Os pessoal do Erre Agá


Eu já conheci um pessoal nessa vida: maluco remedinho, gente que come cabelo, mendigo com mania de herói, militar solteirão, roqueiro alucinado me anunciando a vinda do messias, prostituta casada, criança com vida sexual, mas nada, folques, nada se equicompara ÀS MULHERES DO RH.

No decorrer de 2004 eu fui entrevistada por metade do rio de janeiro, fiz quatrocentas dinâmicas, repeti incansavelmente meus três pontos negativos e meus três pontos positivos pra tentar convencer 3 dúzias de mulheres de que eu seria importante pra empresa que elas representavam, participei de discussões sobre aborto e política externa, e escrevi uns quarenta textos pra vender meu peixe.

Para fins contratatíceos, quando não se tem uma família pra sustentar, mas uma família no pé, faz-se de quase tudo. E dá-lhe eu em agências, firmas, escritórios, postos de gasolina, cursos de inglês. E foi nesses lugares gelados, que eu, fantasiada de gente séria, aprendi a tomar notas sobre a raça do mal, e hoje, finalmente, eu posso falar:

Primeiro foi uma puta lá que dizia que “você tem que saber trabalhar SOBRE pressão”, depois outras cinco que me ligavam avisando que “a gente vai ta encaminhando pra empresa e assim que a gente tivé uma resposta a gente vai ta te ligando pra ta marcando uma entrevista.”. E por fim, “faça um texto tema livre”. Fiquei tão à vontade, mas tão à vontade, que fiz sobre o rock nos anos 60.
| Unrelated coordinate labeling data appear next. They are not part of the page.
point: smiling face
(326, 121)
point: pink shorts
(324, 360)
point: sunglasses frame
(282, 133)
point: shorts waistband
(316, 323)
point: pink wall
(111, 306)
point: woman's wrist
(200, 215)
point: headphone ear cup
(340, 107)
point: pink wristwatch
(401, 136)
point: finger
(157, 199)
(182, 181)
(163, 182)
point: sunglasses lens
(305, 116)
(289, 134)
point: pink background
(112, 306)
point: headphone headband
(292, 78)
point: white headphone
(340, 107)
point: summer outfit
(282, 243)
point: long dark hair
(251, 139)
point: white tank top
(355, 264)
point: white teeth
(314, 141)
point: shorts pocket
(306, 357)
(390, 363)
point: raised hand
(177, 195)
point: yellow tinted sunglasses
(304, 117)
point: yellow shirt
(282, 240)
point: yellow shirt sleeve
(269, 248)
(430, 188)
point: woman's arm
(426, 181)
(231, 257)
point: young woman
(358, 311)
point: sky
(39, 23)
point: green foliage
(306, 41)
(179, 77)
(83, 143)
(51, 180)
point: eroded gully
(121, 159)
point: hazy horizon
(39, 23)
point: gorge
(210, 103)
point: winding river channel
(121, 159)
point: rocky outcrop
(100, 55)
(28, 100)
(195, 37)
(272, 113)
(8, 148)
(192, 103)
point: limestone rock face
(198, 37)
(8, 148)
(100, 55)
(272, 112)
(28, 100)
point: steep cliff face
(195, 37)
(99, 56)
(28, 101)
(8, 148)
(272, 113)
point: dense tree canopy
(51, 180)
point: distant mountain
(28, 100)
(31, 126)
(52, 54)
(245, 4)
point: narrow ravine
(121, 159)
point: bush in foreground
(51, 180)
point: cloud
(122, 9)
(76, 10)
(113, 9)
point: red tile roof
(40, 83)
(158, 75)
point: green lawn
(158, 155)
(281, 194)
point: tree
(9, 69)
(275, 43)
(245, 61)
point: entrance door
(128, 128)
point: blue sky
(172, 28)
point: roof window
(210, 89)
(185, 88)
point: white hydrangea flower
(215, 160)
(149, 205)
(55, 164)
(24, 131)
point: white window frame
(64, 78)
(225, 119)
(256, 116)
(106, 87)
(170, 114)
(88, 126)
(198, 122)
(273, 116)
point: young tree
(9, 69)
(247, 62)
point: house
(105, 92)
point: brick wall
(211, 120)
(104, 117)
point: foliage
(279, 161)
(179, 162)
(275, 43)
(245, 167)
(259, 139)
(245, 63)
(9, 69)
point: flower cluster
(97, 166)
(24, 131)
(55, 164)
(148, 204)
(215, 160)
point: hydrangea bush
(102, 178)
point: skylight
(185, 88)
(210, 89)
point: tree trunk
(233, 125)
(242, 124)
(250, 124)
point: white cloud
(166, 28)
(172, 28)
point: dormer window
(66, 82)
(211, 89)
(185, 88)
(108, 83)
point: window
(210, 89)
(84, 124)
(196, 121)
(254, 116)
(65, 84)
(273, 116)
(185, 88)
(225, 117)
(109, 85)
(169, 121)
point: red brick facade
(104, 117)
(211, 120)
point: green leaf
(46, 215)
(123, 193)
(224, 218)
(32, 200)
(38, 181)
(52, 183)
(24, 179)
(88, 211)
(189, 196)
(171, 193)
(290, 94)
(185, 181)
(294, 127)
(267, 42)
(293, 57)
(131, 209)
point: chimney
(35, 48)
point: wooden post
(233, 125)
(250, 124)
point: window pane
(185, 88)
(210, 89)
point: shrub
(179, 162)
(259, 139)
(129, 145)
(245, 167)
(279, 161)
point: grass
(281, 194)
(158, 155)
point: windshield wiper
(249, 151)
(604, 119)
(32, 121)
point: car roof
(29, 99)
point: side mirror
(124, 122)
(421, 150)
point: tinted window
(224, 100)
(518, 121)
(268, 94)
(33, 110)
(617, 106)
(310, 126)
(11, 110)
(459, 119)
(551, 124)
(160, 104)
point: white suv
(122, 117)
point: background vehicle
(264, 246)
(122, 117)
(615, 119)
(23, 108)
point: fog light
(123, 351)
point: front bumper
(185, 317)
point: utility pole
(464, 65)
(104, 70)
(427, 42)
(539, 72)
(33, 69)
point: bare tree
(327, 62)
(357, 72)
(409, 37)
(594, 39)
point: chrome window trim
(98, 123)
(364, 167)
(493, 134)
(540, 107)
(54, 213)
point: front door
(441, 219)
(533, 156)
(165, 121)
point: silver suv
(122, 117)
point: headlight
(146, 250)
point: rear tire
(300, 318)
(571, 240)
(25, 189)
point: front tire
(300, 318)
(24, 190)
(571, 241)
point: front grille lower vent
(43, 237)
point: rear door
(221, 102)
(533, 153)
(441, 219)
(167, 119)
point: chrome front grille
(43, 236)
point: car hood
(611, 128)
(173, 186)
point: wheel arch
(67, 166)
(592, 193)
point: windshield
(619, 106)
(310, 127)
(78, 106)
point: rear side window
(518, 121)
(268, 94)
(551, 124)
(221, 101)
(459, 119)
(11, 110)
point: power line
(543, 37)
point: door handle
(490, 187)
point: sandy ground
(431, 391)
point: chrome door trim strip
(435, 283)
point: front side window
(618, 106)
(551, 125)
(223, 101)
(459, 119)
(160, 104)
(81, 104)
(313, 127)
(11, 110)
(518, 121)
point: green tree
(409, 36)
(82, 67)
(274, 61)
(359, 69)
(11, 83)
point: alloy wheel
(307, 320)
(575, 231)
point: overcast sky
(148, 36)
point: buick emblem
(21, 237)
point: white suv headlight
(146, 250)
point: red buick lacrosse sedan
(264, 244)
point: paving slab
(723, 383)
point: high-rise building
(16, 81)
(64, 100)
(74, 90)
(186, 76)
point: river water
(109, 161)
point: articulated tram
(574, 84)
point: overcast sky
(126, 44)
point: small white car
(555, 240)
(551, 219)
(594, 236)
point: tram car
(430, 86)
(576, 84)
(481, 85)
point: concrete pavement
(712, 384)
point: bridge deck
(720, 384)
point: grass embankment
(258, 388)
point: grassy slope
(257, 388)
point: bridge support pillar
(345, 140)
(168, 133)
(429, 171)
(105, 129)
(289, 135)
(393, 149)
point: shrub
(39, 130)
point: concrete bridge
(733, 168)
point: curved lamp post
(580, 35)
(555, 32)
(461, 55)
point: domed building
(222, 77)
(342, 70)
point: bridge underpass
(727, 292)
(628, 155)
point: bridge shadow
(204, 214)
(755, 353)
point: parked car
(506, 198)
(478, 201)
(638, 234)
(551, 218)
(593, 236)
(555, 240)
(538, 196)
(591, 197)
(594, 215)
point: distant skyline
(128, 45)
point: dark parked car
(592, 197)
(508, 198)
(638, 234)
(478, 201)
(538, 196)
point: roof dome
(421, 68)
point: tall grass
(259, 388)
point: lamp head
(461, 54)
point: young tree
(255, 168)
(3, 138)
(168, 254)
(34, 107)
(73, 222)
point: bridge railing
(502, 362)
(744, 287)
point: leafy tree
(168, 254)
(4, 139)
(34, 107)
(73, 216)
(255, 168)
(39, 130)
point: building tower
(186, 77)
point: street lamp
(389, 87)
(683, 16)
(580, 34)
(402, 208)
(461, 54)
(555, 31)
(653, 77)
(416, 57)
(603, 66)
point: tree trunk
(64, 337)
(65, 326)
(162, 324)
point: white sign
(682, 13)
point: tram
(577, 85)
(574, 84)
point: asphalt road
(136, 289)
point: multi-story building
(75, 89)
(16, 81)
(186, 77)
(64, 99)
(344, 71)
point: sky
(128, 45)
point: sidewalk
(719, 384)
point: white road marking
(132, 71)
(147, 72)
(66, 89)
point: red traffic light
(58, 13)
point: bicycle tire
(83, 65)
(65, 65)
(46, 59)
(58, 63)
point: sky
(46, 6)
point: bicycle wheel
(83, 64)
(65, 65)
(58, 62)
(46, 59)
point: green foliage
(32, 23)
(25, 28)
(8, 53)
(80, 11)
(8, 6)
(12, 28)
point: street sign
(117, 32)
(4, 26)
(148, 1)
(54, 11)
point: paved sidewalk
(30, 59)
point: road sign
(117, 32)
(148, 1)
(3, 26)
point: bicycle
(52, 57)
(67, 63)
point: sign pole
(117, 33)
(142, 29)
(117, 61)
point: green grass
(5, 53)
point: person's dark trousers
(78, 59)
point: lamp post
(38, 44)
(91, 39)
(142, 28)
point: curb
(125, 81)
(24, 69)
E não é só de gerúndio que vivem essas donzelas, vivem também de muita amônia e recursos cênicos esvoaçantes. As loiraças belzebu ou morenas toddynho têm entre 23 e 29 anos, todas noivas ou casadas, a maioria potranca, calças justas, ou, dependendo da idade, estampados, peitos flutuantes, pele manchada de sol e muito doirado pelo corpo, dos brincos aos umbigos. Queria saber quem deu início a essa espécie rara, se foram os répteis das faculdades de Psicologia ou as aves da Pedagogia.